The principal business address of each of the Reporting Persons is c/o Medpace Holdings, Inc., 5375 Medpace Way, Cincinnati, OH 45227. Dr. Troendle’s principal occupation is serving as President, Chief Executive Officer and Chairman of the Board of Directors of the Issuer (the “Board”). MPI is principally engaged in the investment of securities of the Issuer.
Shares beneficially owned by certain investment funds affiliated with Cinven Capital Management (the “Cinven Entities”) and held of record by Medpace Limited Partnership (“Medpace LP”) are not the subject of this Schedule 13D and the Cinven Entities and Medpace LP are accordingly not included as Reporting Persons. The board of directors of one of the Cinven Entities has voting and investment discretion with respect to shares held of record by Medpace LP. For a description of the relationship between the Cinven Entities and Dr. Troendle, see Item 4 of the Statement.
During the last five years, none of the Reporting Persons or Related Persons (i) has been convicted in any criminal proceeding (excluding traffic violations or similar misdemeanors) or (ii) was a party to a civil proceeding of a judicial or administrative body of competent jurisdiction and as a result of such proceeding was or is subject to a judgment, decree or final order enjoining future violations of, or prohibiting or mandating activities subject to, federal or state securities laws or finding any violation with respect to such laws.
Item 4. | Purpose of Transaction |
Item 4 of the Statement is amended and supplemented by inserting the following information:
The responses to Items 5 and 6 of this Schedule 13D are incorporated herein by reference.

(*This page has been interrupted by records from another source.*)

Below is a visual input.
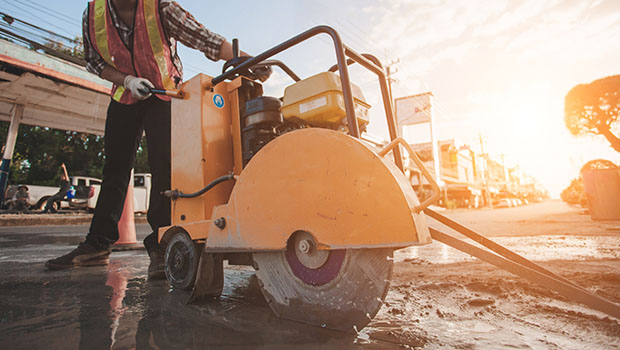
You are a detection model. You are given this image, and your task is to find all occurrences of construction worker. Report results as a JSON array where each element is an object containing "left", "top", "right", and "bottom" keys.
[{"left": 45, "top": 0, "right": 271, "bottom": 279}]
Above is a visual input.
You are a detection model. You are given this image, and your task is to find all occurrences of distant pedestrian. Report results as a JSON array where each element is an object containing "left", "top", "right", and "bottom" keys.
[{"left": 43, "top": 163, "right": 71, "bottom": 213}]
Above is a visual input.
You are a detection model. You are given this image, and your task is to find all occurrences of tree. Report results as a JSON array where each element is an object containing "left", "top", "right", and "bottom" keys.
[
  {"left": 579, "top": 159, "right": 618, "bottom": 174},
  {"left": 564, "top": 75, "right": 620, "bottom": 152},
  {"left": 0, "top": 122, "right": 103, "bottom": 186},
  {"left": 560, "top": 177, "right": 588, "bottom": 207}
]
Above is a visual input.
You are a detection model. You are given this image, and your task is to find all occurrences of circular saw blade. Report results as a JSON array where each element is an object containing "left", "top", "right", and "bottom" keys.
[{"left": 254, "top": 249, "right": 393, "bottom": 332}]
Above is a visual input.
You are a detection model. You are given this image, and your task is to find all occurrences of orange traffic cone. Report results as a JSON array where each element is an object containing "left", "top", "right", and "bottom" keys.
[{"left": 112, "top": 170, "right": 141, "bottom": 250}]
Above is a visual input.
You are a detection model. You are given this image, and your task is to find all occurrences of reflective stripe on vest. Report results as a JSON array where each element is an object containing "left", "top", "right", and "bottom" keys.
[{"left": 89, "top": 0, "right": 180, "bottom": 104}]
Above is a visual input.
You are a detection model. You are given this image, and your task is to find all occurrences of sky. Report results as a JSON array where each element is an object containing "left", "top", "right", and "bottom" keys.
[{"left": 0, "top": 0, "right": 620, "bottom": 197}]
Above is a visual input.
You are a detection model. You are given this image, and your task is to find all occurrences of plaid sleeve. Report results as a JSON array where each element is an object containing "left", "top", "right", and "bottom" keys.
[
  {"left": 161, "top": 0, "right": 226, "bottom": 61},
  {"left": 82, "top": 6, "right": 107, "bottom": 76}
]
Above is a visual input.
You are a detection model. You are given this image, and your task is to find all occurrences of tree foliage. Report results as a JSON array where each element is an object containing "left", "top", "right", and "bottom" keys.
[
  {"left": 560, "top": 177, "right": 588, "bottom": 207},
  {"left": 0, "top": 122, "right": 149, "bottom": 186},
  {"left": 564, "top": 75, "right": 620, "bottom": 152},
  {"left": 579, "top": 159, "right": 618, "bottom": 174}
]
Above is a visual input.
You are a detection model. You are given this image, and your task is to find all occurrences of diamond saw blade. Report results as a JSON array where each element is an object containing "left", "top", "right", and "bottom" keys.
[{"left": 254, "top": 243, "right": 393, "bottom": 332}]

On June 14, 2018, Dr. Troendle, as the Trustee of the August J. Troendle Revocable Trust (the “Trust”), entered into a written stock selling plan in accordance with Rule10b5-1 (the “Plan”). The Trust holds a certain number of shares of Common Stock for the benefit of Dr. Troendle. Pursuant to the Plan, the Trust may sell up to an aggregate of 869,565 shares of Common Stock, subject to market conditions and the pricing parameters specified in the Plan. The Plan is scheduled to terminate June 15, 2019 or such earlier date as set forth in the Plan.